A team of students in Morocco have successfully developed an environmentally sustainable home made almost exclusively from hemp and solar panels.
This was a competition entry in the SUNIMPLANT project’s ‘Solar Decathlon’, a competition organised by the United States Department of Energy and Morocco’s Centre de recherche en Energie solaire et Energies nouvelles to encourage construction of solar-powered buildings. This design is unique and was built from only locally sourced hemp, vegetable-based bio-resins, and other non-synthetic materials found in the region.
“This ‘spaceship’ is advanced in time and reflects a turn not only in North Africa but in hemp construction, which doesn’t have comparable prototypes anywhere in the world.” — Monika Brümmer, German Architect and Project Leader
Monika’s building offers the opportunity of an entirely off-grid experience, unencumbered by the need for outside electricity while maintaining the comfort of a modern lifestyle.

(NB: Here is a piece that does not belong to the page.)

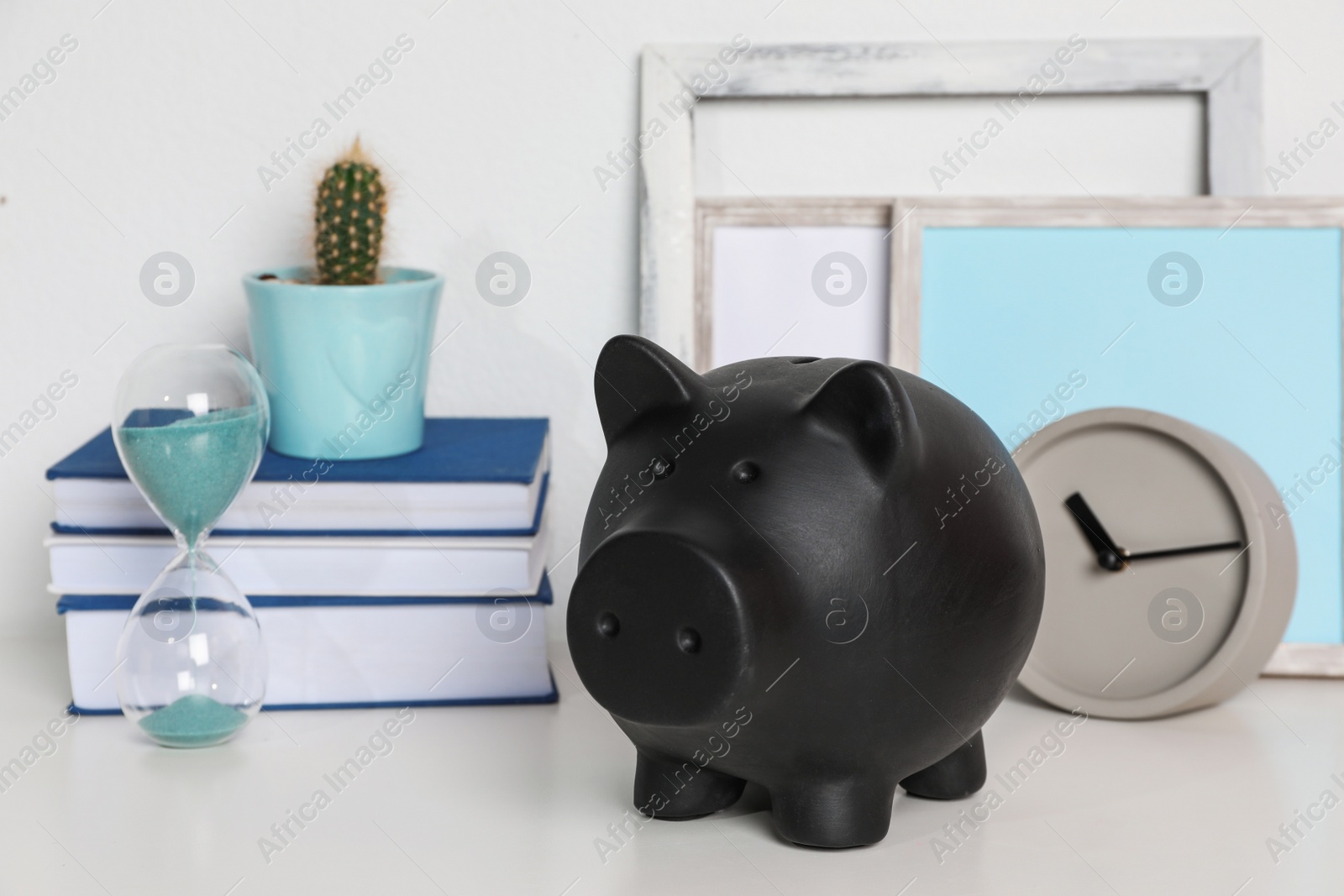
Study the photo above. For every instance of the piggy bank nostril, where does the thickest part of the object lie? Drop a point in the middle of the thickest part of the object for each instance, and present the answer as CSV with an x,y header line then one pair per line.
x,y
746,472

Demand for hemp-based building materials has been high lately, especially as more people learn that ‘hempcrete’ can replace traditional fibreglass, sheet rock, and drywall and offers superior temperature control, flame resistance, and noise reduction.
“The cylindrical envelope of the circular building, with minimal exposure of the 24 exterior panels, gives interior comfort through optimal damping and thermal phase shift, and osmosis of the components in the hempcrete formulation,” said Monika Brümmer, as reported by Hemp Today.
Despite some technical difficulties, this Moroccan ‘hemp house’ shows the world that environmentally sustainable construction is possible.